2. Materials and Methods

2.1. Study Population

The principles of the Transparent reporting of a multivariable prediction model for individual prognosis or diagnosis (TRIPOD) guidelines were adhered to while conducting this study (Table S1). We used the high-fidelity Swedish National Quality Register for Hip Fracture Patients, RIKSHOFT, to identify a study population composed of all adult patients (18 years or older) who underwent primary emergency hip fracture surgery in Sweden, between 1 January 2008 and 31 December 2017 [12]. Patients with pathological fractures and non-operatively managed hip fractures, as well as those who died within 30 days after surgery, were excluded from the current analysis. Studying the association between the variables included in the prediction models and mortality in the first year, conditional on patients surviving 30 days or more after surgery, allows for the evaluation of the long-term association between the potential predictors and mortality, in isolation. This may reduce the effect of short-term mortality due to surgical and anesthesiologic complications as well as the higher degree of advanced directives present in the study population compared to the general population.

The selected patients were cross referenced with the Swedish National Patient and Cause of Death registers maintained by the Swedish National Board of Health and Welfare to retrieve comorbidity and mortality data. Variables used in the prediction model include survival status one year after surgery, age, sex, American Society of Anesthesiologists (ASA) classification, age-adjusted Charlson Comorbidity Index (CCI) [13], Revised Cardiac Risk Index (RCRI) [14], concurrent comorbidities (arrhythmia, hypertension, myocardial infarction, congestive heart failure, cerebrovascular disease, chronic obstructive pulmonary disease, connective tissue disease, dementia, diabetes mellitus, liver disease, hemiplegia, chronic kidney disease, local tumor, metastatic carcinoma, peptic ulcer disease), type of fracture, and surgical procedure performed.

2.2. Descriptive Analysis

Continuous variables were presented as a mean ± standard deviation (SD), and the ordered and nominal variables were presented as a count and percentage. The Pearson’s chi-squared test was used to test the statistical significance of differences between groups for categorical variables, while the Student’s t-test and Mann–Whitney U test were used for continuous variables [15,16,17]. Missing values were imputed using the chained method with the nearest neighbor algorithm [18,19]. Two-tailed p-values < 0.05 were considered statistically significant.

2.3. Predictive Models

A LR model with an elastic net regularization (the final ratio of L1 penalty: L2 penalty = 0.5:0.5 based on the random search) was used in the current study [20,21]. Two LR models were constructed, one including all the included variables and the other including the 10 most important variables. The relative importance of the variables was evaluated using the permutation importance (PI) [22]. PI was measured by looking at how much a predefined performance metric (in the current study Youden’s index, i.e., the sum of sensitivity and specificity minus 1, was used) is impacted by missing specific variable data [23]. To mask the information of a variable during evaluation, instead of removing the variable from the dataset, the PI method replaces it with random noise from other participants by shuffling the values of the variable. The relative importance of a variable was then calculated as the decrease in Youden’s index of the variable relative to the range of the decreases of all the variables [22]. LR was also compared with three other commonly used supervised classification algorithms, i.e., NB, SVM, and RF, and presented using a calibration plot. NB is a probabilistic classifier based on applying Bayes’ theorem with strong (naïve) independence assumptions between the variables. It can be trained very efficiently in a supervised learning setting. SVM is an algorithm aiming to find a hyperplane in an N-dimensional space (N is the number of variables) that may distinctly classify the data points. RF is an ensemble learning method for classification, regression and other tasks that operates by constructing a multitude of decision trees at training time. For classification tasks, the output of RF is the class selected by most trees [24,25,26,27].

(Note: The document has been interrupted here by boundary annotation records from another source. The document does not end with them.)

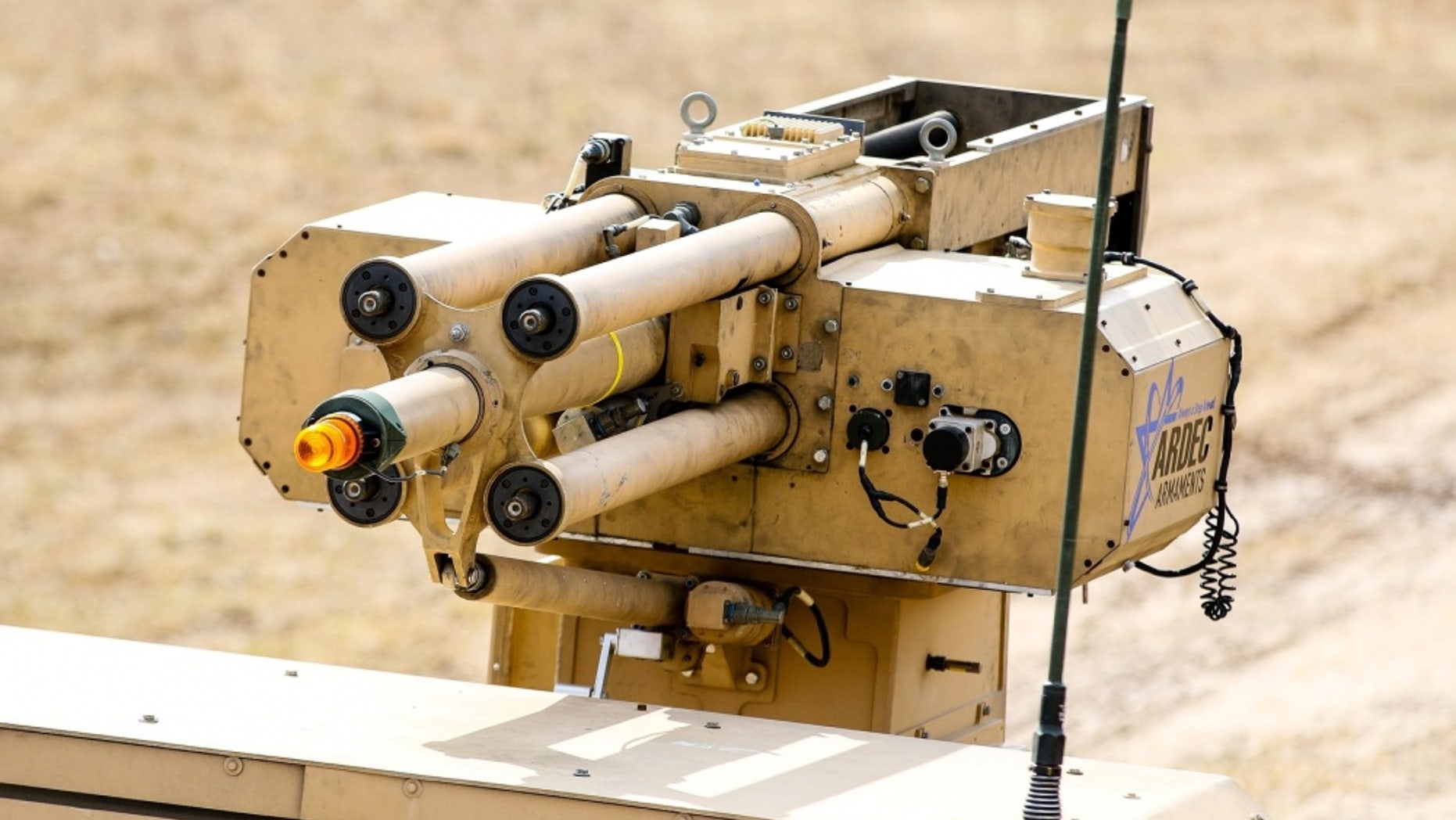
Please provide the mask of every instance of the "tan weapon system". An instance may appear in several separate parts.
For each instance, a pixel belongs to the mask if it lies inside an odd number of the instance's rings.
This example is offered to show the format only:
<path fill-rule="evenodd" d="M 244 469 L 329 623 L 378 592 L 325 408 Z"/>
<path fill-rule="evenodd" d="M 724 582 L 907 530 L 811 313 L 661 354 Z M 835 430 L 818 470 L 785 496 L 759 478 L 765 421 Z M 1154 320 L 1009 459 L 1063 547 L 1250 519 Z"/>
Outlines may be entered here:
<path fill-rule="evenodd" d="M 1136 252 L 1152 106 L 1118 105 Z M 1056 583 L 1104 111 L 891 79 L 709 130 L 690 95 L 674 166 L 598 134 L 545 214 L 306 226 L 253 272 L 242 443 L 514 607 L 492 680 L 1000 741 L 1005 593 Z M 1178 281 L 1104 275 L 1077 583 L 1213 505 L 1229 383 Z"/>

2.4. Data Normalization and Model Construction

Multinomial variables were converted into multiple binary variables before entering the models. Ordinal and continuous variables were normalized using the min–max transformation to have values between 0 and 1 [28]. Eighty percent of the randomly selected patients were used as a training dataset to train the LR models. During the model training stage, K-fold cross-validation was used [29]. The training dataset was randomly split into five equal partitions, which instantiated five identical model building and validation processes. The LR models were built on four partitions while the predictive ability was evaluated using the remaining partition. The predictive ability of the models and importance of the variables based on the training dataset were calculated as the average over the five validations. The remaining 20% of the patients were used as a test dataset to provide an unbiased evaluation of the final models’ fit on the training dataset.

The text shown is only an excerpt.